Fahrradstraßen – ist bunt besser?

Die Stadt hat mal wieder einen neue Idee wie der Radverkehr in Münster besser und sicherer werden kann. Hierzu sollen bis 2025 sowohl alle bisherigen 12 Fahrradstraßen rot eingefärbt werden, als auch weitere 10 Straßen als solche ausgewiesen werden (dann ebenfalls in rot). Dafür sollen insgesamt fast 6 Millionen Euro zur Verfügung gestellt werden. Ist das sinnvoll?

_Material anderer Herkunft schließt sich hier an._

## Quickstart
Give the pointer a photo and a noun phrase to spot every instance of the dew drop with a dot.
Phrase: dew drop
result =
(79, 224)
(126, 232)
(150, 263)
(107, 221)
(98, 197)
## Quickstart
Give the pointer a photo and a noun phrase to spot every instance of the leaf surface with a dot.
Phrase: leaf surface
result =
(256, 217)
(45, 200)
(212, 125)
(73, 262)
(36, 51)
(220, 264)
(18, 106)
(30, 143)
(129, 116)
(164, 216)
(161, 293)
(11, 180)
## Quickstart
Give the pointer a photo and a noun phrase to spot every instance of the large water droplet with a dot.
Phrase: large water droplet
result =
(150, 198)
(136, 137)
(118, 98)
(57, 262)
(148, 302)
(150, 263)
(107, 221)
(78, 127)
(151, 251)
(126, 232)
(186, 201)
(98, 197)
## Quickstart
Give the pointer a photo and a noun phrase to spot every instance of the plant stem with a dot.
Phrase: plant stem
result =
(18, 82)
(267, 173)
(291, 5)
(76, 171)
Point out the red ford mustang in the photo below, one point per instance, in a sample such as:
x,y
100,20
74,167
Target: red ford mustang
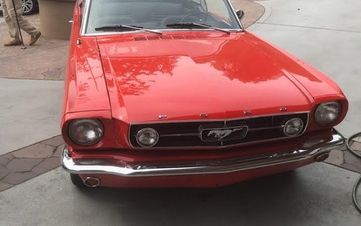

Vorweg zur Definition einer Fahrradstraße: Nach der Straßenverkehrsordnung und der dazugehörigen Verwaltungsvorschrift ist eine Fahrradstraße eine Straße, in der die vorherrschende (oder zukünftig vorherrschende) Verkehrsart das Fahrrad ist. Sonstiger Fahrzeugverkehr darf nur ausnahmsweise zugelassen werden. Details im Wortlaut hier nachzulesen. Auf Fahrradstraßen hat der Radverkehr Vorrang (darf z.B. nebeneinander fahren), sonstiger Fahrzeugverkehr muss sich unterordnen. Es gilt außerdem generell Tempo 30 (auch ohne zusätzliches Schild).

Vorbild: Fahrradstraße in den Niederlanden (Foto: Henk Tammens)

Nun sollen diese Fahrradstraßen bei uns, nach niederländischem Vorbild, farblich rot markiert werden. Dazu die Begründung der Stadt (Details zur Beschlussvorlage hier.):

„Im Ausschuss für Stadtplanung, Stadtentwicklung, Verkehr und Wohnen (ASSVW) wurde am 24.11.2016 das „Radverkehrskonzept – Münster 2025“ beschlossen. Das Radverkehrskonzept beinhaltet konkrete Zielstandards hinsichtlich der Breite und der Qualität von Radverkehrsanlagen. Mit Hilfe der Zielstandards soll die Radverkehrsinfrastruktur anforderungsgerecht optimiert und durch ein einheitliches Erscheinungsbild sichtbarer und sicherer gemacht werden. Unter anderem sollen Fahrradstraßen nach dem langjährig bewährten niederländischem Vorbild rot eingefärbt werden. Da auf den Fahrradstraßen der Kfz-Verkehr nur nachrangig zugelassen ist, soll diesem Umstand durch besondere farbliche Hervorhebung Rechnung getragen werden. Dies ist u. a. empfehlenswert, weil Fahrradstraßen in der jetzigen baulichen Ausgestaltung (Piktogramme und Beschilderung) kaum als solche wahrgenommen werden – weder von den Radfahrern, noch von den Autofahrern. Durch die Roteinfärbung wird die Aufmerksamkeit aller Verkehrsteilnehmer signifikant erhöht. Gerade in der Fahrradstadt Münster mit ihrem extrem hohen Radverkehrsanteil ist dies allein schon aus Gründen der Verkehrssicherheit geboten. Ergänzend ist eine weiße Breitstrichmarkierung vorgesehen, die an den Knotenpunkten und Grundstückseinmündungen als Furtmarkierung nur unterbrochen wird und so die Durchgängigkeit der Fahrradstraße auch optisch unterstreicht.“

Aber sorgt hier rote Farbe wirklich für mehr Sicherheit und eine bessere Beachtung der Regeln durch den motorisierten Verkehr oder liegt das Problem nicht doch ganz woanders?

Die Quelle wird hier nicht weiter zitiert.